Over the past three decades, increasing concentrations of dissolved natural organic matter (DNOM) have been observed in Nordic surface waters. This increase has an effect on the natural environment because DNOM impacts the water chemistry in surface waters through its chemical characteristics and ecosystems through being a source of food for organisms. Moreover, surface waters are used for drinking water and therefore this increase in DNOM has a negative effect for waterworks. It is important to investigate DNOM in the environment to understand its environmental effects and to predict future impacts from DNOM.

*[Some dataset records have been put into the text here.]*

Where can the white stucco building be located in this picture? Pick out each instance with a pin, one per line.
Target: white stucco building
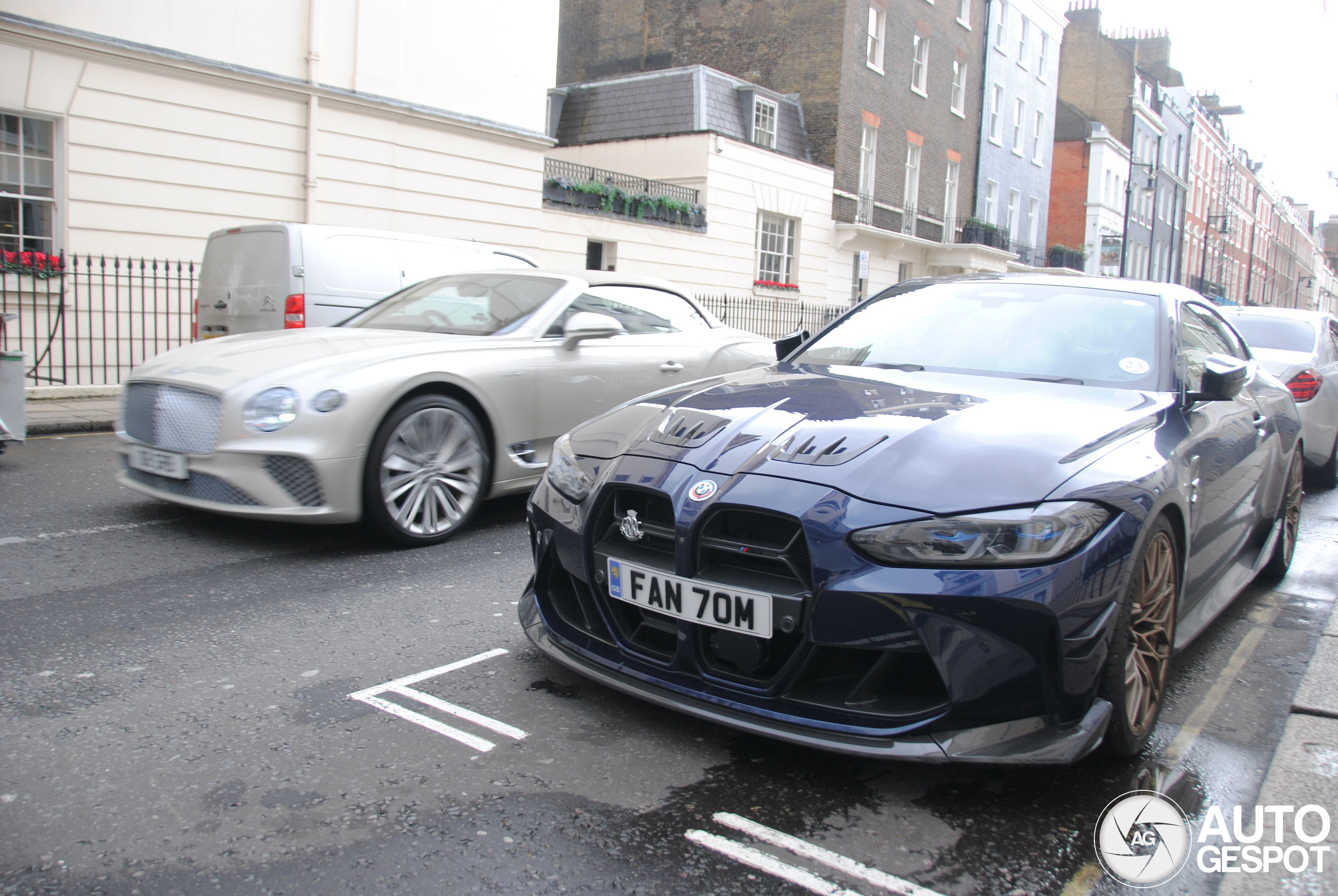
(154, 122)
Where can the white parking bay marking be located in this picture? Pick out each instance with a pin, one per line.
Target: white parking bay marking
(825, 856)
(400, 686)
(770, 864)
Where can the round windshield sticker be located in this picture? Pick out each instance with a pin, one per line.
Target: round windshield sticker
(703, 490)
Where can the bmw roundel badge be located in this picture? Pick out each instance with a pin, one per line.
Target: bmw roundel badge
(703, 490)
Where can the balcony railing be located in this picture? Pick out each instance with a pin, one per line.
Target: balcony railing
(597, 190)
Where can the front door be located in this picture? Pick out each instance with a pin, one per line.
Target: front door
(664, 340)
(1226, 454)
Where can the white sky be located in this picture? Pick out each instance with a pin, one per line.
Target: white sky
(1278, 59)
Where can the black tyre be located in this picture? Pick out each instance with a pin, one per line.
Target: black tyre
(427, 471)
(1290, 515)
(1136, 669)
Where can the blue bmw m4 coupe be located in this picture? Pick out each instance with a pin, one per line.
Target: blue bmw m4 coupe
(972, 521)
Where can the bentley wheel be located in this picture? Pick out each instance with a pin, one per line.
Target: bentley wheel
(427, 471)
(1290, 518)
(1139, 661)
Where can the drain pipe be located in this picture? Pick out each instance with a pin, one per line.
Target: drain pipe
(314, 59)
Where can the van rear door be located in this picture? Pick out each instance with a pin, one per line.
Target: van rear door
(243, 283)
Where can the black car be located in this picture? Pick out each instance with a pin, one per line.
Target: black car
(971, 521)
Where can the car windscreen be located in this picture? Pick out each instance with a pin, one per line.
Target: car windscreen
(462, 304)
(1267, 332)
(1024, 331)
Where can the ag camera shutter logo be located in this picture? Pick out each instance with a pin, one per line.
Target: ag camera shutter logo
(1143, 839)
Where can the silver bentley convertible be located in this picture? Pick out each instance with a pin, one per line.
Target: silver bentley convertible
(411, 412)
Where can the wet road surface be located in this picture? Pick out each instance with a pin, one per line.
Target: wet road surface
(176, 720)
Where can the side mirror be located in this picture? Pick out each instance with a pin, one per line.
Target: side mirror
(588, 325)
(787, 344)
(1222, 379)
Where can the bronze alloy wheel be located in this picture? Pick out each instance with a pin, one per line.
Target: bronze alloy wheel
(1151, 629)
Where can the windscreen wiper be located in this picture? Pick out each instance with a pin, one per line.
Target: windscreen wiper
(904, 368)
(1066, 380)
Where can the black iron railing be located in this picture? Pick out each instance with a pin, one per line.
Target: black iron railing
(561, 170)
(90, 320)
(771, 317)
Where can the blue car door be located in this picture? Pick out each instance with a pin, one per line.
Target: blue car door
(1226, 455)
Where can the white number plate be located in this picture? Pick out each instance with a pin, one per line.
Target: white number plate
(706, 604)
(164, 463)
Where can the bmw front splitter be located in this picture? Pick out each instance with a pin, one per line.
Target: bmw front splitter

This study had two main objectives: to create an absorbent material that will selectively absorb DNOM from water and to improve methods for studying the biodegradability of DNOM. An already developed absorbent material, swellable-organically modified silica (SOMS), was modified with polyethyleneimine (PEI) so that it was selective toward DNOM. After several absorption experiments, it was determined that the material was able to selectively bind humic substances (high molecular weight part of DNOM with more aromaticity) but did not absorb the fulvic substances (lower molecular weight DNOM with more aliphatic character). This material could be further improved to become an effective absorbent for removing DNOM from water.
The amount of nutrients used in studying the biodegradation of DNOM was examined. Nutrients with a ratio of 2N: 1P were compared with 3.54N: 1P to look at different amounts of nitrogen to phosphorous and how it affects respiration rate. It was determined that using 3.54N: 1P ratio nutrients in the biodegradation experiments significantly lowers the biodegradability in the samples and therefore gives a lower signal. The use of 2N: 1P should be used in future biodegradation experiments to have better signal in the experiments. This method improvement is important for accurately characterizing DNOM.